As homes fall into disrepair, the cost of utilities rise among people who are already struggling to pay their bills. Old pipes and paint let lead flow into poor and black St. Louisans water, homes and bodies while power plants and demolitions of vacant buildings increase environmental irritants like mold and asbestos that can lead to asthma, heart problems, reduced lung function and premature death. Life expectancy among black St. Louisans in the Jeff-Vanderlou neighborhood is 18 years lower than white residents of Clayton. Children are affected too. While four of every one thousand white children are hospitalized, 42 of every 1000 black children in St. Louis are. 

The Washington University report calls for all St. Louisans to have access to safe and affordable housing, clean air, reliable and affordable public transportation, healthy and accessible food and neighborhood-based revitalization efforts.

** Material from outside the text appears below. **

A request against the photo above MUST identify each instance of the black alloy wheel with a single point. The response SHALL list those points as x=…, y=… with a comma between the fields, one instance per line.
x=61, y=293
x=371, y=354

Many organizations are already doing this work in St. Louis. The report was created on behalf of Action St. Louis, Arch City Defenders, Dutchtown South Community Corporation and the Sierra Club. 

North St. Louis is known for its urban gardens that give residents access to fresh produce, including Earthdance Organic Farm School, For the People-St. Louis, New Roots Urban Farm and Urban Harvest. For the People also assists residents with issues with their landlords, feed unhoused folks alongside Potbangerz and help St. Louisans access political education. Many hope to see empty lots revitalized with fresh produce where communities can gather together. 

“The intent is not to have it be another report or set of data points that sit on a shelf somewhere,” Kayla Reed, director of Action St. Louis said. “It’s connecting these points together with the hope that we actually move forward with action.”